The standard approach to index retention is setting a maximum number of indices to store. When that number is exceeded, the oldest index is deleted. However, this approach has limitations. For example, you may need to set different maximums for different types of indices, such as 5 for one type and 8 for another.

Create glob-style patterns

Aiven for OpenSearch allows you to create glob-style patterns to set unique maximums for each pattern. For example:

  • logs: matches logs but not logsfoo or foologs
  • logs*: matches logsfoo and logs_foo_bar but not foologs
  • *_logs_*: matches foo_logs_bar but not foologsbar
  • logs.?: matches logs.1 but not logs.11

Use the catch-all pattern

You can also use * as a catch-all pattern to match all indices. This pattern iterates through all your patterns, so consider the impact carefully before using it.

Example scenario

Consider a scenario where you have the following indices:

  • Log indices: logs.1, logs.2, up to logs.34
  • Test indices: test.1, test.2, test.3, intended for testing but not in active use

If you create:

  • A logs.* pattern with a maximum of 8 indices
  • A * pattern with a maximum of 3 indices

Aiven for OpenSearch processes these patterns in sequence:

  1. Retains the 8 newest log indices according to the logs.* pattern.
  2. Applies the * pattern, which affects all indices. The test indices, being the newest, are retained, and the log indices are deleted.
note

Be careful when using the * pattern, as it might delete indices intend to keep.

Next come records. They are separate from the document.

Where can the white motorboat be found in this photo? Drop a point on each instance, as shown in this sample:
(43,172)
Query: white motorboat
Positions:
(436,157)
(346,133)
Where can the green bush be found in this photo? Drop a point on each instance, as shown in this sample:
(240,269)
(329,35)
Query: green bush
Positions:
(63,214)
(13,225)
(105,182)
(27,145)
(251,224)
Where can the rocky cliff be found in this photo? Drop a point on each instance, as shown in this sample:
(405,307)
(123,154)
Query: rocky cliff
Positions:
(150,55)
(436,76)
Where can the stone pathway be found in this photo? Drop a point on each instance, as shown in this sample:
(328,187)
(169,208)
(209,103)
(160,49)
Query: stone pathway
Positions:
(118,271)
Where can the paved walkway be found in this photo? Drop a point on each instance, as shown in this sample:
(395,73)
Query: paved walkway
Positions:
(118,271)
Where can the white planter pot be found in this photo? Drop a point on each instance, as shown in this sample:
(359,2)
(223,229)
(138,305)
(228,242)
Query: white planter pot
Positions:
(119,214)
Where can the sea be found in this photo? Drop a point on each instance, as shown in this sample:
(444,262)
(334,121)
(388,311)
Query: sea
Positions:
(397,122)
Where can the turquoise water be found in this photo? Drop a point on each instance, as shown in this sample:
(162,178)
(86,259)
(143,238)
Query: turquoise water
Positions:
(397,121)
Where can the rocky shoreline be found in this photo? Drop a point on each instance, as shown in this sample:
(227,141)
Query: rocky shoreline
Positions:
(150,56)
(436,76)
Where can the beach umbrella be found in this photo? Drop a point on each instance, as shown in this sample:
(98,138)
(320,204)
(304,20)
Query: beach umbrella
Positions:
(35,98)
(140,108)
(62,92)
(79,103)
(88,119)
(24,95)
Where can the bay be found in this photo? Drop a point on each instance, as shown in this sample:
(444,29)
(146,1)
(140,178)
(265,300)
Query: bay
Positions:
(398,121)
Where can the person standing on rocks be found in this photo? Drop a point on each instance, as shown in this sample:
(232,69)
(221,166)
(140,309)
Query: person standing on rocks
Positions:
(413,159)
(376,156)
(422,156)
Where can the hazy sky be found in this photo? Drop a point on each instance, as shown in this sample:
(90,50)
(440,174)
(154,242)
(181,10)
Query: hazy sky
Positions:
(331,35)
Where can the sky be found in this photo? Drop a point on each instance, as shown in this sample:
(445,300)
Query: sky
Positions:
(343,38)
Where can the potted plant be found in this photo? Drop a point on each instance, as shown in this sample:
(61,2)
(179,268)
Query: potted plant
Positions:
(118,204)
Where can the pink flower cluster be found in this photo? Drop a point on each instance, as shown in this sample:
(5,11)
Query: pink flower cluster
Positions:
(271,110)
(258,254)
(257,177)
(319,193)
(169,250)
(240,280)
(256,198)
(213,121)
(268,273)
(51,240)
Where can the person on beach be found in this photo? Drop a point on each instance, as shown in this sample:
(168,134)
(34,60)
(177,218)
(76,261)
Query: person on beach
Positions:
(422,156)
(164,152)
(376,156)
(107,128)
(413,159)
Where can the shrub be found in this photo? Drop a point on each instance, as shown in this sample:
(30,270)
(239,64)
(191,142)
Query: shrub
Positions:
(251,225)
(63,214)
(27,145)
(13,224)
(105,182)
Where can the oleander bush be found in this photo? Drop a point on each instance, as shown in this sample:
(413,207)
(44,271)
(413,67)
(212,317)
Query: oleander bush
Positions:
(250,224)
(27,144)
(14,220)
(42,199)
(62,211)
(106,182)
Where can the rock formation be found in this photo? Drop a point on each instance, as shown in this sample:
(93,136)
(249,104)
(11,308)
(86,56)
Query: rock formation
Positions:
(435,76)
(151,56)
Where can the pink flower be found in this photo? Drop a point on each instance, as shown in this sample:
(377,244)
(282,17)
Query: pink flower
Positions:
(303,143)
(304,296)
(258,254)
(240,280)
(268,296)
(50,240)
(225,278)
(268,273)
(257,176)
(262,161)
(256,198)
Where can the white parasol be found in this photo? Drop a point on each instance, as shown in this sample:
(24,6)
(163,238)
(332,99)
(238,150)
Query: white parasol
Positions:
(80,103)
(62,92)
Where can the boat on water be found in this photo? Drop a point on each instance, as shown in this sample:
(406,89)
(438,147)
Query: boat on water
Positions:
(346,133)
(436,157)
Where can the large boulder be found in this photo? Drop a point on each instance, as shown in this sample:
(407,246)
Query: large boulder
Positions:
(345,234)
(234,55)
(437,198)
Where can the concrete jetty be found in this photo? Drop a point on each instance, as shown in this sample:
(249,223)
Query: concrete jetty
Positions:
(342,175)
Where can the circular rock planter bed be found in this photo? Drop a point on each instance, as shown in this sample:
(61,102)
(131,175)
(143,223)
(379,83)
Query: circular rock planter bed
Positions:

Additionally, setting the maximum to 0 disables the pattern. The system ignores the limit and doesn’t delete any indices. This is useful if to temporarily disable a pattern.

Integration with log retention times

If you use log integration with specific retention times, Aiven for OpenSearch applies both index patterns and integration retention times. To streamline index cleanup, it is recommended to use only one method:

  • Set the retention time for log integrations to the maximum value (10000).
  • Avoid adding index patterns for prefixes managed by log integrations.
note

If both methods are used, the smaller retention setting takes precedence.